Thanks for your thoughts and replies, gents. I assumed there were other folks out there who have pondered and perhaps even fretted this issue. Many people in the US powersport industry would just as soon see the Chinese manufacturers hang themselves and are busy supplying rope.

My first-hand expirience with this started a few years back when a former US Customs guy started a joint venture with Qingqi here in the Milwaukee area. I visited the warehouse to answer a posting for an outside sales rep. The chaos and dissorganization was immediately apparent - but, I could see tons of potential. I never took the position, but I did befriend their mechanic and we are still good friends. He provided me with an excellent insiders view of what was and wasn't working. At the time I was working sales with a local Honda/Suzuki/Ducati dealership. Having access to those brands dealers manuals and comparing them to the new import business model became a personal project. Also, I figured that the future of powersport would belong to China.

Nobody can argue that Milwaukee doesn't understand manufacturing. We built the cranes that dug the Panama canal and were, at one time, the "machineshop to the world". Harley D, Briggs and Stratton, Johnson Controls are all still headquartered here. Sure, manufacturing is well past its prime here, but the lessons learned don't have to be learned over and over again. Lean manufacturing, just-in-time inventory and quality systems have come into play and are here to stay. The idea that a manufacturer should control, protect, and grow it's own brand seems to be ignored.

Bigdamo you're cetainly correct to identify "full back up of parts" as one of the big issues. It may even trump quality production - 'cuz people who buy bargain brands know that they may need to fix it themselves. They just need parts availibility and manuals to do so. Buckets of cash for marketing would be nice...but will come in time if a good foothold is established. Even Piaggio doesn't spend that much on marketing here in the US. But, you can be sure that they protect and nurture their brands. Price points are extremely important as well, and we are just seeing the first importers (ie. Qlink) trying to distinguish themselves from the pack with price and promises. But what consumer is going to be able to dissern the differences?

Now I deeply respect the entreprenuerial spirit that encourages people to make something from nothing, and risk it all for a shot at success. The strong will survive...but so will the crafty, the cheats, and the exploiters. A company has to have a strong moral compass to avoid the pitfalls of ill-gotten gains. Businesses with integrity must cling to the hope that "the truth will out" and consumers will vote with their dollars. Because, in a thoat-cutting contest, the winner is usually the best, most ruthless killer.
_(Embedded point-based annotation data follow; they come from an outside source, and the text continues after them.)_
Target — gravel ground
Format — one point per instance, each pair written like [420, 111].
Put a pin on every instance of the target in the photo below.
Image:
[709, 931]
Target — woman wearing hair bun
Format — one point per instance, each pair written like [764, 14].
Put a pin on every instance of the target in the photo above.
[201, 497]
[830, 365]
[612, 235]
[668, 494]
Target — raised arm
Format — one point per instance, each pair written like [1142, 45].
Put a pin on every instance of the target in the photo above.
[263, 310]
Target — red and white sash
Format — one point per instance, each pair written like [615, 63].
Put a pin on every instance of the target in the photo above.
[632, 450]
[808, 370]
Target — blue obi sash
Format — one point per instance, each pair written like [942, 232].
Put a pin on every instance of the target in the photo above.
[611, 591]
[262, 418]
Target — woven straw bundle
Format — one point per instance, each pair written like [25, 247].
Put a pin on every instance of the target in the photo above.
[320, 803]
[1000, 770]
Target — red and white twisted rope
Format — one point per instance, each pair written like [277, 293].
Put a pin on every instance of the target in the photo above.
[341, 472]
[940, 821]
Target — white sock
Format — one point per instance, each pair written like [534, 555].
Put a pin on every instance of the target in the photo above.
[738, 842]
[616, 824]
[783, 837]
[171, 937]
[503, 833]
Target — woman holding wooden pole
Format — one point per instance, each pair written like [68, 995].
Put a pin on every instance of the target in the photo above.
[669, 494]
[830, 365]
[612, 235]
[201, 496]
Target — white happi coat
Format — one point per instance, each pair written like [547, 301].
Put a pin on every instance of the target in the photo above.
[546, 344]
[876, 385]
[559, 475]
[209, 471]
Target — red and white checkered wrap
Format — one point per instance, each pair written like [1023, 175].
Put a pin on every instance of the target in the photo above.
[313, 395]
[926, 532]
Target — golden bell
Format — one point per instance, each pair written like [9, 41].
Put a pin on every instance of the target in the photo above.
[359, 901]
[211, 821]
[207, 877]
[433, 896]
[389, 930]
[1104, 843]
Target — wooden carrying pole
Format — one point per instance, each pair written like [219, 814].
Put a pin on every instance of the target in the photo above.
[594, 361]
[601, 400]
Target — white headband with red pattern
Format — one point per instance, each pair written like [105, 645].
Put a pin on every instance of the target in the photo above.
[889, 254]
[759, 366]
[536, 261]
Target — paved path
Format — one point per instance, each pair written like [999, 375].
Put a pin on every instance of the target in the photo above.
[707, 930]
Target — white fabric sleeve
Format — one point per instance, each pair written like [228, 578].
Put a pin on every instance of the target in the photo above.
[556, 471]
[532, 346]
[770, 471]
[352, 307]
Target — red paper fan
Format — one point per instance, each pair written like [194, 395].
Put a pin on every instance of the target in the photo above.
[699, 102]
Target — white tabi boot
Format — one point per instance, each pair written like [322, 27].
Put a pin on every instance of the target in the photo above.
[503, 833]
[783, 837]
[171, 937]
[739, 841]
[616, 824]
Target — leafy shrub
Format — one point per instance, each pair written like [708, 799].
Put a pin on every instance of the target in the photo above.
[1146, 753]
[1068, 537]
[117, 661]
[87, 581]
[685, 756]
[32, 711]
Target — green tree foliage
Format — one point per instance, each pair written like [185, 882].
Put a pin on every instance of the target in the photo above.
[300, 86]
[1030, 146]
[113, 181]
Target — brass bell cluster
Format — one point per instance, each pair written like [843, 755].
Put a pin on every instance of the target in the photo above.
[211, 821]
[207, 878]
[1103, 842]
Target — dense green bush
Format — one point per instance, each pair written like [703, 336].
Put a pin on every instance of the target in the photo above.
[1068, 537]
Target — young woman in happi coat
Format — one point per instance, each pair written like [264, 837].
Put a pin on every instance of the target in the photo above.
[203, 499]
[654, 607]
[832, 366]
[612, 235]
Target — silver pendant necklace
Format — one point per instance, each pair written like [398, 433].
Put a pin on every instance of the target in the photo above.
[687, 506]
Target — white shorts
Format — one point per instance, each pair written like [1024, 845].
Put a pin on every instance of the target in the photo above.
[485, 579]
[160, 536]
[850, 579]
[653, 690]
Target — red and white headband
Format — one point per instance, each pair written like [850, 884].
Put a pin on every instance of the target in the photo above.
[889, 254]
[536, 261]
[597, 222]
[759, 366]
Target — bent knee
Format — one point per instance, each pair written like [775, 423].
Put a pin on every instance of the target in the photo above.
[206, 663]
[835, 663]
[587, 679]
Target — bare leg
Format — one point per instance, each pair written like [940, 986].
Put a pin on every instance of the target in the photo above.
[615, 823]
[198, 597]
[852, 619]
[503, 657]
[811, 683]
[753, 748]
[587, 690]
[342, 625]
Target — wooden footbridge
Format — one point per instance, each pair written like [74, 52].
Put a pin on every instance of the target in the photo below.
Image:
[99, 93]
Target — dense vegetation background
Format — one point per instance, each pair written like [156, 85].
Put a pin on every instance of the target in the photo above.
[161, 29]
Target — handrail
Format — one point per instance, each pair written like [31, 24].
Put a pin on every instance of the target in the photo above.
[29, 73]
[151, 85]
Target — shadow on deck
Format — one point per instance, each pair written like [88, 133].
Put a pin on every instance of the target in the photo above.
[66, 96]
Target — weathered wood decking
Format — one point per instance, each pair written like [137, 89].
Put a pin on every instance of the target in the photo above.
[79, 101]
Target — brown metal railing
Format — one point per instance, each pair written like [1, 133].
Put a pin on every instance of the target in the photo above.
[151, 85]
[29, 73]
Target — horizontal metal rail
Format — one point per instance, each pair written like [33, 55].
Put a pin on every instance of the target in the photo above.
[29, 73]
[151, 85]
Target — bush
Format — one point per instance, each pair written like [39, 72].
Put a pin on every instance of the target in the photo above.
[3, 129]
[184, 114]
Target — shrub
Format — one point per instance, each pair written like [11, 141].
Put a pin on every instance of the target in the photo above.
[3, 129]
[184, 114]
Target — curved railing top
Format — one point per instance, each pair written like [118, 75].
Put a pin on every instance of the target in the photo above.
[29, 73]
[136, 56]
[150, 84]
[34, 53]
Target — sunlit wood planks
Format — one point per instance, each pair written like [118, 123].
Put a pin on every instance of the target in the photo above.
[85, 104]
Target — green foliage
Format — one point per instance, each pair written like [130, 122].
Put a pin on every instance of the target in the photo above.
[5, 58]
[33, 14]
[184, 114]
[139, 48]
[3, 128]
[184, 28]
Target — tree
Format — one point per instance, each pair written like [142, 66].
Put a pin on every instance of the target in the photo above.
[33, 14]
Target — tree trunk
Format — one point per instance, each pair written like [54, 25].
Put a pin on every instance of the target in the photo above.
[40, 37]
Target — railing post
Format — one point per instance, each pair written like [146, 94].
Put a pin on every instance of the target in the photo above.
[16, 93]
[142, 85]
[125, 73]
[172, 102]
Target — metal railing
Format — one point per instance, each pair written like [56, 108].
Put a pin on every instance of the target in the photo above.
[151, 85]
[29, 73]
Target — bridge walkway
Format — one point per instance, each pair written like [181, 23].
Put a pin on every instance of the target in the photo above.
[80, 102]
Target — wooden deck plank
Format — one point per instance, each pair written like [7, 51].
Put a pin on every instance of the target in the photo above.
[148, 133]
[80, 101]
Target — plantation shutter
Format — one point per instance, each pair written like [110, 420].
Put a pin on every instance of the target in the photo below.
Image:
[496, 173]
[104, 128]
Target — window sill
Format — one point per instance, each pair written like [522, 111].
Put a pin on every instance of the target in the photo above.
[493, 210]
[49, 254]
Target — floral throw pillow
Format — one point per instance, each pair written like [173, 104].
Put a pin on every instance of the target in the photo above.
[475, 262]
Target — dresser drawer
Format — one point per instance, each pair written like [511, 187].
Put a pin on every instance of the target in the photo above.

Crazy Carl, your response is well though out and well written. I can see you have passion and concern for the future of this issue. There can be no shame in wanting to create a few jobs along the way either. The big solutions may not come from competition and survival of the fittest, as life shows us that survival of the most cooperative is viable as well. Years ago I worked as a produce buyer for a large Organic Co-op. With good networking and benchmarking we were able to get many and different stores to join together and claim marketshare from much bigger competitors. Small farms could grow into multi-million dollar concerns once they knew they had a market. And the markets could rest secure that they would not be dropped or outbid for critical supplies. Cooperation works, but has to be kept very lean or everything gets decided by commitee...and that's slow and ponderous.

Many challenges have to be met for the Chinese Manufacturers to place their own distribution centers into foriegn markets. That risk will also bring the biggest rewards. Are these companies aware of how little percentage the end dealers makes when they sell a unit? I mean that when a traditional brand cycle or scooter goes out the door, the dealer makes just %15 of retail price. Distributors of Chinese bikes are making the lion share of profits, even if they allow their non-traditional dealers to make %30 or %40 mark-up. Traditional dealers are also handed freight fees, marketing fees, and even stocking-level quotas. Traditional brands also impose many other dealer restrictions, but still have businesses fighting to gain the brand.

In my opinion the first part of the puzzle to be fixed is parts availibilty. Tens of thousands of customers are already dissappointed and could be retained...if they could get parts and translated shop manuals. Traditional garages and freelance mechanics will continue to turn the alt-brand riders away if they have no easy access to support. I would think that even some of the developing countries customers would pay more for some access to parts. Perhaps a small number of warehouses worldwide could be shipping parts to all corners of the world and providing manuals in all languages.

We'll all be watching the Maxtra GP project and hoping for a real R+D effort.